I have never been able to classify myself accurately on the introvert-extrovert scale. If I can be permitted a sports metaphor: I’ve always valued true teamwork, but I know that when a player steps into a batter’s box or goes to the free-throw line, that player is utterly alone. There’s a time for retreat and a time for exposure. In sports, that usually translates into defense and offense, both of which the game requires.

Jones uses a series of poetic descriptions to capture this dual nature of spirituality. He calls it “a carnal spirituality,” a “fleshly mysticism,” a “sacramental living.” Deep spirituality, he suggests, is “a cello well played, a motorcycle aimed at the sunset, a contagious laughter, a friendship wanting nothing, a playful kite at the end of its string, a child’s giggle.”

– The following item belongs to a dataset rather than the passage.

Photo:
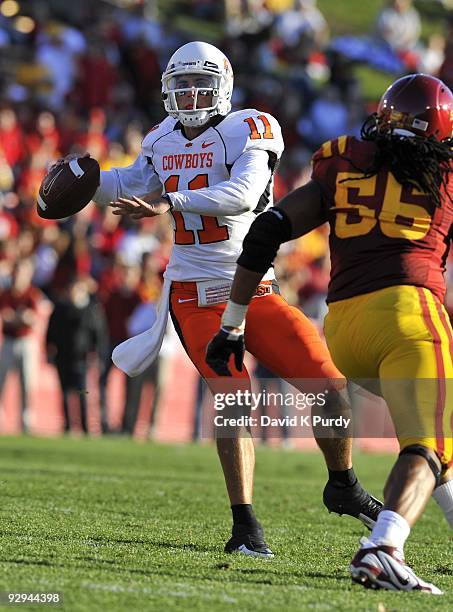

Where seriousness characterizes the introvert’s spirituality, Jones notes levity is the mark of an extrovert’s spiritual life. “What silence is for introverts,” he writes, “music is for extroverts.”

The key, I think, for understanding Jones’ extrovert spirituality is recognizing that greed and self-centeredness have no place in his engagement of the world and of life.

Whether we are introverted or extroverted, our spirituality has nothing to do with us; it’s not all about me; it’s ultimately about God and who I am in my relationship to my Creator-Redeemer and the wonderful world I find myself trying to understand.

The apostle John probably captured this best in speaking about Jesus: “He must increase, but I must decrease” (John 3:30, KJV).

2 comments:

Unknown said...

A fabulous post! Thank you for the great food-for-thought passages.

Although I will have to slowly read through it another time, the message I received from it is: Balance.

Throughout my life, I am part introvert and extrovert. And what I learn from the the silence between my thoughts, I share with the world.

So for me, balance is the key ... and to remember to enjoy the ride of the pendulum swing between the opposites of my human nature.

If I may, I'd like to offer you (all) a free gift (pdf) copy of my book as my way of 'giving back'. No strings/spam attached...really. (I know, hard to believe these days :-)

Thanks again for the great post!

take care,
Louise Lewis, author
No Experts Needed: The Meaning of Life According to You!

Gift copy at: www.noexpertsneeded.com

Julie said...

Retreat and exposure - I like that phrase I suppose that each of us needs are own particular ratio of retreat to exposure - and that is where the work is: finding the balance that helps us to really hear God's voice within.